For dessert, head to Natural Delights, an organic ice cream parlour and crêperie a few doors down from Isoletta. All the traditional flavours are available, with the emphasis on freshness and originality—brook no argument to the contrary, these are simply the best gelati, sorbets, crêpes and smoothies on St Barths, attracting devotees from every walk of island life. Most stand at the bar or wander the backstreets while happily slurping, but there’s also a take-out service available, a boon for last-minute dinner party planning.
After that, party central is Bagatelle, the Caribbean edition of the upmarket St Tropez to New York group of hipster hang-outs, ever popular with celebrities. If you hanker for a magnum of champagne delivered by Superman crowd-surfing over the assembled revellers, this is the place.
Chef Emmanuel Chavant presents contemporary French cuisine with a twist, so foie gras sliders are one late-night favourite, as are truffle pizzas. Thanks to varied wine and inventive cocktail lists, all is sophisticated calm earlier in the evening, but after 11p.m. most guests are attracted to Bagatelle by the happy vocal house music-fuelled party vibe. If you lunched at Nikki Beach, you’ll recognise a few faces—or maybe not, depending on the mood lighting and general joie de vivre.
Alternatively, if quiet romance is on the agenda, the newly refurbished Le Tamarin on the way to Grand Saline has to be considered.

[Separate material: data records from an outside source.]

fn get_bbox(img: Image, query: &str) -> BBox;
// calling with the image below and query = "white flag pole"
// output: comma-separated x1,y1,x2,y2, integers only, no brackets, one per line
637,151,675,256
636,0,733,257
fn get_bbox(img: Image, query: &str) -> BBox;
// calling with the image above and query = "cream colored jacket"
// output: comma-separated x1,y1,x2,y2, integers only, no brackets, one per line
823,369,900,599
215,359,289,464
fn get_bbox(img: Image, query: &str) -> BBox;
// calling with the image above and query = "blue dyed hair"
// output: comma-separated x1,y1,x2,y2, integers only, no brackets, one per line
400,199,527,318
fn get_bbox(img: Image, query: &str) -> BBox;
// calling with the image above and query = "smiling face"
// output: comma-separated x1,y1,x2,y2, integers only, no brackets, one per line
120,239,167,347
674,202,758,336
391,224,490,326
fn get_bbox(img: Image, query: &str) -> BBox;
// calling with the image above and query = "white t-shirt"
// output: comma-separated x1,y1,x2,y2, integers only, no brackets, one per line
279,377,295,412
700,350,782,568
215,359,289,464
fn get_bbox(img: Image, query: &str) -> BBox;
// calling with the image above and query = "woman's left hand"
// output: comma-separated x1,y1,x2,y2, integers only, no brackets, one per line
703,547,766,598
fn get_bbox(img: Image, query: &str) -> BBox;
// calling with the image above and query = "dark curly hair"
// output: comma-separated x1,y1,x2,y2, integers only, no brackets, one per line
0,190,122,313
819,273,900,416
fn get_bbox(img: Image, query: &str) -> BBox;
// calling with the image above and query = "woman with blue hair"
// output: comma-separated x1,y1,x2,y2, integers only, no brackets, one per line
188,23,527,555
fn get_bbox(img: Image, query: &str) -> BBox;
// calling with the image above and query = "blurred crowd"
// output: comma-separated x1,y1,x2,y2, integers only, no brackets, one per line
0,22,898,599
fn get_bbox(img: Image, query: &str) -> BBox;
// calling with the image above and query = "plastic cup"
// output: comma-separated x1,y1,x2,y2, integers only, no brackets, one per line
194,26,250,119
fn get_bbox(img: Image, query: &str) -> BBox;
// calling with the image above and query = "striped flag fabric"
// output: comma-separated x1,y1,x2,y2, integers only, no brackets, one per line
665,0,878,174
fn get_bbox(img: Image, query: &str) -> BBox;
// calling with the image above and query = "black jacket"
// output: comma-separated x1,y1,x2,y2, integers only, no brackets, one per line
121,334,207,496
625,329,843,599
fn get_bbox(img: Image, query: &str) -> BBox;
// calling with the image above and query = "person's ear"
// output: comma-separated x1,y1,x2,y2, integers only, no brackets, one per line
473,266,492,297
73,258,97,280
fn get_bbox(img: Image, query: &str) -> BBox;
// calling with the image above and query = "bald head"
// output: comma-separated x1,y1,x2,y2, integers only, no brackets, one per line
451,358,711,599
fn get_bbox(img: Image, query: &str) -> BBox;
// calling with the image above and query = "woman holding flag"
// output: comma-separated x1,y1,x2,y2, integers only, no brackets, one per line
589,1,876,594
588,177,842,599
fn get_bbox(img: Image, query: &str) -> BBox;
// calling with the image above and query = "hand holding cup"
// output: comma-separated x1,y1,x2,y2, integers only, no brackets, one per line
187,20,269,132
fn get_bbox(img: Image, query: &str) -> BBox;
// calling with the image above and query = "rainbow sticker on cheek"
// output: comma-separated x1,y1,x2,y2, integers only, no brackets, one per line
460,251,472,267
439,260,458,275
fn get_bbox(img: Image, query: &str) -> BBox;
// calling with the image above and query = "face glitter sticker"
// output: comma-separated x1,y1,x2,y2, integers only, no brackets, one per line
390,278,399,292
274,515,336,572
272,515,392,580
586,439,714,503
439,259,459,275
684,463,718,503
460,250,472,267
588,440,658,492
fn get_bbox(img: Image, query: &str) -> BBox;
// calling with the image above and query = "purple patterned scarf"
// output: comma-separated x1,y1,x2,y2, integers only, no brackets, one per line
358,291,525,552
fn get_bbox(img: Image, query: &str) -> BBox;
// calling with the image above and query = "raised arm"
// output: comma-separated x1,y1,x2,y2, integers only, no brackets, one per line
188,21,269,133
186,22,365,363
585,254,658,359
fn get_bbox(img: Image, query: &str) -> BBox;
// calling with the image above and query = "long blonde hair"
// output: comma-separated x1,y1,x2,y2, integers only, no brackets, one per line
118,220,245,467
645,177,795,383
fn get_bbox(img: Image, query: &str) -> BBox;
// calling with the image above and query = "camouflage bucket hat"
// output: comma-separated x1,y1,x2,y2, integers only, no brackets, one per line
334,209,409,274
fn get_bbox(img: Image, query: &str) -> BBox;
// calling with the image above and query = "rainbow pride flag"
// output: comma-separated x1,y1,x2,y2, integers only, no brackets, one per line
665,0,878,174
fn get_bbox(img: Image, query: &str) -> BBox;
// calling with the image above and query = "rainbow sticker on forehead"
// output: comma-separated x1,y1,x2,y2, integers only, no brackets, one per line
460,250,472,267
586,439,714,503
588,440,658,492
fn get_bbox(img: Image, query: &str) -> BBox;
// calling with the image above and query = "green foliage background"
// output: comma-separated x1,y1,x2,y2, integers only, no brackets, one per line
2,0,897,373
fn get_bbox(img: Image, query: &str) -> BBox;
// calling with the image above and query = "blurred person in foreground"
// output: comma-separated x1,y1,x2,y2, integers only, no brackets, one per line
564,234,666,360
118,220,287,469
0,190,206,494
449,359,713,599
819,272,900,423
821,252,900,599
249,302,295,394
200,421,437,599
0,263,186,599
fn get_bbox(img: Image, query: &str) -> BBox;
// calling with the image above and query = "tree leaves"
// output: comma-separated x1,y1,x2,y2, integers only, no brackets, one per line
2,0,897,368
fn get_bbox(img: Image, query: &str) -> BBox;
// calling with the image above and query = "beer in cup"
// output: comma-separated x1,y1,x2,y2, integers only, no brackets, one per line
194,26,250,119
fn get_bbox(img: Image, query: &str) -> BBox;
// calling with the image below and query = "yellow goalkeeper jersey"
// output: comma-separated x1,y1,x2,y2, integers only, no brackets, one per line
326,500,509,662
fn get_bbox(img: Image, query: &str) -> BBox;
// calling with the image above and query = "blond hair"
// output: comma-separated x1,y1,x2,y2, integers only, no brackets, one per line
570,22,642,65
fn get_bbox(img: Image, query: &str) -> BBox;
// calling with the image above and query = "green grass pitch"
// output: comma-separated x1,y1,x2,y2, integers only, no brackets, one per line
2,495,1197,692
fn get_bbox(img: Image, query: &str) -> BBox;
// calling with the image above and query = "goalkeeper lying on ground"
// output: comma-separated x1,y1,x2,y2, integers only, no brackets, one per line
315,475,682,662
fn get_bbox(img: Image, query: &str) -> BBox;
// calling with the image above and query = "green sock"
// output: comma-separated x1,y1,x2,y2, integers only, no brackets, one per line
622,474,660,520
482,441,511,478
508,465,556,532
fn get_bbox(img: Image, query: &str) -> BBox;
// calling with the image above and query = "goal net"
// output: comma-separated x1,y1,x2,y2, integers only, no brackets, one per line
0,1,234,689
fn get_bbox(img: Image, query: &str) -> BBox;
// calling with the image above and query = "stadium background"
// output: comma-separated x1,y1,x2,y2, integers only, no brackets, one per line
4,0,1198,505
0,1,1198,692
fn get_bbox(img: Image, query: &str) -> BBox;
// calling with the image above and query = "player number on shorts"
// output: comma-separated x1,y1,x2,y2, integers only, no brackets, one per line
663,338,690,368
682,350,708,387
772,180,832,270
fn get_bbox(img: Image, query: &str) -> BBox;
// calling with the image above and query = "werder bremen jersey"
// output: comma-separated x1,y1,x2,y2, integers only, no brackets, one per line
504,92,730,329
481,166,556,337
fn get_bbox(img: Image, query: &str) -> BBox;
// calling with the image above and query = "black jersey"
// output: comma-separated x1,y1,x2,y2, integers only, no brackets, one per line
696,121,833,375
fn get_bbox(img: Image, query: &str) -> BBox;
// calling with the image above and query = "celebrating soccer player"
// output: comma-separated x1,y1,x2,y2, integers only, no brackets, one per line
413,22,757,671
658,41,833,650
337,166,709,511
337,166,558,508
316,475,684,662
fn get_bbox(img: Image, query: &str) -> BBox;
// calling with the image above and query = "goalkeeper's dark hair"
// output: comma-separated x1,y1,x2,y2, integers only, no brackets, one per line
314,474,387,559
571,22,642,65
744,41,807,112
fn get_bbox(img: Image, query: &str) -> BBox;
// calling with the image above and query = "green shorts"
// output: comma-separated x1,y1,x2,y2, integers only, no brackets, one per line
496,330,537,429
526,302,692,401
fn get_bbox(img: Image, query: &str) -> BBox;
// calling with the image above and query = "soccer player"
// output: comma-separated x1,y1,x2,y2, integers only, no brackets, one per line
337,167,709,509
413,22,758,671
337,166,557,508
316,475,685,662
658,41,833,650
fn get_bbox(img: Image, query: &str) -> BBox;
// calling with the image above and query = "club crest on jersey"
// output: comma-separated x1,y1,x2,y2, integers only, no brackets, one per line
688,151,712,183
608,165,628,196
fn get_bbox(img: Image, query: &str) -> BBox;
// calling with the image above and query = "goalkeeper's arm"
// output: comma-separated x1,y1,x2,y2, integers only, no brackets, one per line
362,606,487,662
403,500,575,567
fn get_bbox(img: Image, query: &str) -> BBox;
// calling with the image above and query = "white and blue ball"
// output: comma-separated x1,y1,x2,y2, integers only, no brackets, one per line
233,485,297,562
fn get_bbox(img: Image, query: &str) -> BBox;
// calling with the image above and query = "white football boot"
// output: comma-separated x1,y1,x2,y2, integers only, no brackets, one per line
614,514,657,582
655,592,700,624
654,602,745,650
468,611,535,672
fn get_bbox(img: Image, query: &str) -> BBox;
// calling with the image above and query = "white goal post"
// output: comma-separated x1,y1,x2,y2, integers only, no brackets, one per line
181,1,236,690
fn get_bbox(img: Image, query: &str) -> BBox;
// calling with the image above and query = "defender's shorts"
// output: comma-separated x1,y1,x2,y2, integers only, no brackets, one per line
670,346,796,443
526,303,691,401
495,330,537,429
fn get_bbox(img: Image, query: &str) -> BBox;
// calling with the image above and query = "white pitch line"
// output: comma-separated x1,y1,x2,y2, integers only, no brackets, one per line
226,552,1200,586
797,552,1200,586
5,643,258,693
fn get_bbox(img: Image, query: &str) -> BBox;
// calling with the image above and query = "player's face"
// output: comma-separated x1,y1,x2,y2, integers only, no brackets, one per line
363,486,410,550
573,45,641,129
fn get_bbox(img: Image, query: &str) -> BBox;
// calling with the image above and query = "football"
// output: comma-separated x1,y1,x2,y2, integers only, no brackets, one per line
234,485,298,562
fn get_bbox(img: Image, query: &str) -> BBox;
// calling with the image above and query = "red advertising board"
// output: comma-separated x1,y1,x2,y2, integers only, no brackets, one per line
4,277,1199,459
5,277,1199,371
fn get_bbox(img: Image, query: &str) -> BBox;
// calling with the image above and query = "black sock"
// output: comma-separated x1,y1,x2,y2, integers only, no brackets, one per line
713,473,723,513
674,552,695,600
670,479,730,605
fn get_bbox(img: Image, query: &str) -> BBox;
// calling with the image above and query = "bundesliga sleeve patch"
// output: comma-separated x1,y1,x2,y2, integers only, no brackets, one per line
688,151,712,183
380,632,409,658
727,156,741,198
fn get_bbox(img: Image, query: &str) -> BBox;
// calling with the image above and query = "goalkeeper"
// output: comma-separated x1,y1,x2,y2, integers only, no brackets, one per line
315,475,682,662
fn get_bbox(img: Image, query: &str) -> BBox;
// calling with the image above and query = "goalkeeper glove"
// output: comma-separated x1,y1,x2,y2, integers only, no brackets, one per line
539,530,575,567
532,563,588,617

Back in the day, this location had something of a celebrity rock ‘n’ roll reputation, but husband and wife Paco and Julie Granseau have transformed it into a bucolic sanctuary set in lushly designed gardens complete with water-lily pools and quiet little nooks ideal for that dreamy dinner à deux.
Open at midday, in the evening, and on Sundays for a sumptuous brunch, it serves mostly French or Italian, while American tastes are also catered for. There’s a burger, club sandwich and even a lobster hotdog on the lunchtime menu, but in the evening it’s strictly haute cuisine. The pan-seared foie gras served with a fresh banana mousse and a tangy mango coulis got my attention, as did the magret de canard with sugar-coated almonds. Le Tamarin is a fine new addition to the St Barths restaurant roster.
Lastly, my favourite night spot on the whole island. The harbour-side Baz Bar, presided over by Jean Marc Lefranc, is the Gustavia restaurant and intimate nightclub for live music. There’s seating both inside and out on the marina boardwalk, with international acts change every two weeks. When I dropped in, Carolina blues man Lipbone Redding was in residence, demonstrating the small stage to be ideal for jazz and cabaret performers.
As well as the blues, Lefranc has a passion for exotic sushi prepared by his two Japanese chefs. If soft shell crab, asparagus, avocado, scallion and roe maki, or tuna tataki with fresh wahoo and caviar float your yacht, then Monday through Saturday, 4 p.m. till late, Baz Bar will oblige.
Sublime food, chilled location and good live music—what more could any visitor to St Barths possibly want.